When the arsonist becomes the potential firefighter, we all know that the security and balance and compliance with international law on which the world depends, have broken down and require a sustained and compelling response.
The military bravado that characterizes the Republican debates for the White House is only one overt attempt to fill the vacuum that seems to characterize the establishment silence from the political capitals of the developed world. Painting Obama, just as they did Carter, as weak and therefore incompetent, is a predictable component of such rhetoric. Putin knows that he will not face a military response in either Ukraine or in Syria, from the United States, Great Britain, France, Germany or Canada, (although Harper would die for an opportunity to punch above Canada's weight in the middle of an election campaign he seems to be losing).
However, Obama, in not facing another election, and in not seeking to leave the Democratic Party's reputation on national security and in seeking and finding resolution to serious world problems (as he has successfully done with the Iran nuclear negotiations) has more room to move than he would have had in the first term. He needs to meet directly with Putin when he visits the United Nations, and bring the Russian faux-czar to his knees before the knees of the west are broken by this self-appointed tyrant. Permitting Putin along with his henchmen in Hezbollah and Iran to become the leaders in the fight against ISIS is not acceptable. And yet, the evidence of successful attempts to bring down the terrorist cells is still missing. Another vacuum of leadership, strategy, tactics and collaboration.

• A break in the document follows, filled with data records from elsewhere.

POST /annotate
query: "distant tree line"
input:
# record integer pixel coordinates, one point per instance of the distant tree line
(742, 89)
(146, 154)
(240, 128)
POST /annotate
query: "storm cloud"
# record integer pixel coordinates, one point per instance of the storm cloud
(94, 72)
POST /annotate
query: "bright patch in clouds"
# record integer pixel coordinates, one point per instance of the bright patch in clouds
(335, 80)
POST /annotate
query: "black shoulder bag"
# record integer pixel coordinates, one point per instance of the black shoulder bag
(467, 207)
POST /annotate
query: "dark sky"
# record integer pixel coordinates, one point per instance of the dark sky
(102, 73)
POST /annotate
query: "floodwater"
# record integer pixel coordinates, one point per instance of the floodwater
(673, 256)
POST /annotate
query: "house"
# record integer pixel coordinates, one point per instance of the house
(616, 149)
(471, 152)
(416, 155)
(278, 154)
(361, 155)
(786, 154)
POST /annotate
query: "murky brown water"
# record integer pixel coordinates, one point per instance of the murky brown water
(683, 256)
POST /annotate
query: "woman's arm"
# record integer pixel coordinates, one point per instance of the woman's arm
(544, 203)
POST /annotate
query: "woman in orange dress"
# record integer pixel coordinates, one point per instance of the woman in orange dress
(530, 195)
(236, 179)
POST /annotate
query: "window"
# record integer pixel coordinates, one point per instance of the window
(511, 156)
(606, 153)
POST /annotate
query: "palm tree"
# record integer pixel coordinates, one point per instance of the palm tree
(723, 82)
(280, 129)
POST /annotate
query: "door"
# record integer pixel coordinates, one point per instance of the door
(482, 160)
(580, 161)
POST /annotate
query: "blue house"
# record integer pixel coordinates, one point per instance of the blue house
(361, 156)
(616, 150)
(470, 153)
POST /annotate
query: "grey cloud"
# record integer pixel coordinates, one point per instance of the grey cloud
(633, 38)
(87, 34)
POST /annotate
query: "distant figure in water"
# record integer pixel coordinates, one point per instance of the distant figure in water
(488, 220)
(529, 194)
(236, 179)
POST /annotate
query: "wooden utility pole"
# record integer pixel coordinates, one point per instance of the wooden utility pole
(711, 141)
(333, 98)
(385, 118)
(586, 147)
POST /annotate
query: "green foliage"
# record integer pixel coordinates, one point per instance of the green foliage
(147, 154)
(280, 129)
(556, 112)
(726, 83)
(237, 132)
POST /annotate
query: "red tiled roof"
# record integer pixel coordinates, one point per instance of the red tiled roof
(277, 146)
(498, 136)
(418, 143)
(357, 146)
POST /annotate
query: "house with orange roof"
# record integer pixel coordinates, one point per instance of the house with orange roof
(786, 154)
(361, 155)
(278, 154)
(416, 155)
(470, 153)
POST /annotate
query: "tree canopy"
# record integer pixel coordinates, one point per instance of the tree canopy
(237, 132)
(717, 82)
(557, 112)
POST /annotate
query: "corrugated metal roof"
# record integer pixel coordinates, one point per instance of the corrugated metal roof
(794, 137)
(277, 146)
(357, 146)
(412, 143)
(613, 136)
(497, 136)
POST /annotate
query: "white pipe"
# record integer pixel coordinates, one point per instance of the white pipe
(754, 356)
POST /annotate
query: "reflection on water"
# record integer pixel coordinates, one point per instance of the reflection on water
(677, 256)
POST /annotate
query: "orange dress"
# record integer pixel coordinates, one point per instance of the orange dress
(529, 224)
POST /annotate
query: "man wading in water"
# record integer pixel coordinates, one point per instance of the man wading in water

Too many people are suffering under the oppression of military conflict, starvation, displacement, and the removal of hope from their lives for what end? At some point, just as the image of the little boy dead on the beach in Turkey galvanized the world's opinion into action on refugees, so too, perhaps the image of a Russian fighter jet taking out an American fighter jet over Syria will galvanize world opinion into de-escalating initiatives to bring the temperature of world tensions down below the level of more military action.
One would hope that the mere announcement of Putin's intervention into Syria would galvanize the world into taking action to stop him in this and in any other incursions he may contemplate. And, it would seem that since military action is off the table, and sanctions produce only modest and minimal impact, the world will have to find alternative sticks and carrots to "beat him with".
The arsonist as firefighter is a mixed metaphor "up with which the world cannot put"!